Another kid’s parent shot me a condescending ‘Haven’t you read the literature?’ smile when I went to shake his hand, but my hand was already out. He wasn’t as quick as the stranger I’ll never see again. He dropped his name in that space, and my hand instinctively went out. I apologized with my hand out, and I withdrew it in the shadow of his condescending smile. “No, it’s ok,” he said putting a hand out to shake it. He didn’t look me in the eye when he did it. His handshake was fastidious and obligatory. ‘I’ll let it go,’ I wanted to say, ‘but that would not have impressed a man like Ken.’

I’ve heard about power handshakes that involve the lefthand cupping the handshake, a power move. I’ve never experienced a cupper before, but I have to imagine that that would completely 360 Ken’s notion that the cupper was up-to-something shady, and yes, I meant 360 as opposed to 180, as Ken’s suspicions would return tenfold after a cupping. I’ve heard some handshakers move that left hand up to the elbow, and one famous/infamous handshaker went all the way to the shoulder. The higher the lefthand moves up, I’ve heard, the greater the power play. I don’t know how I would address such a handshake, but I can’t imagine a situation in which I didn’t consider that unnecessarily intimate.

No, when you meet a man who is not distracted or rushing off, you press palms with them for no longer than three seconds, you look him in the eye, and you drop an interested smile on them. When you’re in another man’s home, or in some other relatively subservient position, you wait for him to extend his hand first. If he doesn’t, that’s on him. If you’re seated, you stand, and there’s no reason to get too close, because no one likes a nose-to-nose handshake.
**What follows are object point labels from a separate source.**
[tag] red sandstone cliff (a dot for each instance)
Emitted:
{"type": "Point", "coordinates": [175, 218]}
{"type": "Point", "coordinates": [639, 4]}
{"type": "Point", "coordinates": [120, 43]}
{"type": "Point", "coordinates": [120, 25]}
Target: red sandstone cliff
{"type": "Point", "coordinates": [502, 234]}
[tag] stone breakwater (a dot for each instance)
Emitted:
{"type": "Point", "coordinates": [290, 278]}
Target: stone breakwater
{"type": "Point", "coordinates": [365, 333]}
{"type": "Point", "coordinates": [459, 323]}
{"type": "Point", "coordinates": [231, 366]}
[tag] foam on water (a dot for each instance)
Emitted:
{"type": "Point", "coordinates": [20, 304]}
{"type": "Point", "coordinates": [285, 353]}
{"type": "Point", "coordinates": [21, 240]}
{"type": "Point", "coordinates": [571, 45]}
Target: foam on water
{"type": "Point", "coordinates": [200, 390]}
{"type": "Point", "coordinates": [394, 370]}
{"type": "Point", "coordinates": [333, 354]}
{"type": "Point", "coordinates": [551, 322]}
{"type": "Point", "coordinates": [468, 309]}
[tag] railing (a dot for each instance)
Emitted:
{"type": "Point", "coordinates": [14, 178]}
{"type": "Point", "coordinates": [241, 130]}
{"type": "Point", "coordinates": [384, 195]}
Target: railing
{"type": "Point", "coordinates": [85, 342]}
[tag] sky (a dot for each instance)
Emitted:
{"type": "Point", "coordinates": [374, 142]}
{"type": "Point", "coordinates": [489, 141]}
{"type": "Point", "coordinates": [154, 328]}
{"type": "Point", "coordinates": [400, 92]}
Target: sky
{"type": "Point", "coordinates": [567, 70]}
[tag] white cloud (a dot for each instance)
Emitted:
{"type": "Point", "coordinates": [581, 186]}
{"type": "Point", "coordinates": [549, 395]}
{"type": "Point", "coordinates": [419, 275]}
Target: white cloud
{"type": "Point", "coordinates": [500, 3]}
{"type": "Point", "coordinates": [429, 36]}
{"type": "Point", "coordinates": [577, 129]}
If you’re sweaty, you just coughed, or you just wiped your nose, you discreetly wipe it off before extending the hand. There are rules, laws, and by-laws in this whole handshaking world, and you learn them as you go. Even if you think some of these rules are silly, as I do, you learn them and follow them, because it’s not about you. These things mean something really important to some men, and if you refuse to take part, you’ll mean nothing to them.    

You shake a man’s hand, because it says you’re glad to be here, and you’re interested in meeting them, and you look them in the eye to say, “Yes, I mean you!” The non-shakers accidentally send a message that reads, “I kind of dismiss you.” Even if your transgression involves health-related concerns, based on literature, it still sends that message that you’ll never be able to properly address. The old saying on gifts, ‘Tis better to give than receive,’ does not apply in the handshake world, for if you do not give respect, in a respectful handshake, you’ll never receive.

The three exceptions to the rule are age, gender, and culture. If you’re in a culture in which the handshake is not the proper greeting, then you respect and follow the rules and traditions of that culture. If the person you meet is female, then you follow her lead. If she’s a hugger, you hug, but most women are big on smiles and eye contact, and some of them flash a wave. Kids aren’t big handshakers either, but I often make a production out of shaking the hand of a young male, because I deem it a sign of respect. “Welcome to the club!” my handshake says. I try to attach some element of silly to it, because I know how uncomfortable those first few steps into this world can be, but I maintain that my handshake is serious. I usually follow their lead on how much seriousness or silliness I attach to it, but I think I’m doing my part to welcome them into this world of respectful first-impressions among men.  

So, Mr. Stranger I’ll probably never see again, you ain’t Joe Cool, Mr. Snoopy with sunglasses on, and you never will be, with your COVID, learn-the-literature non-shaking hand codes of conduct, because shaking hands is just what men do. The respect you give will be the respect you receive.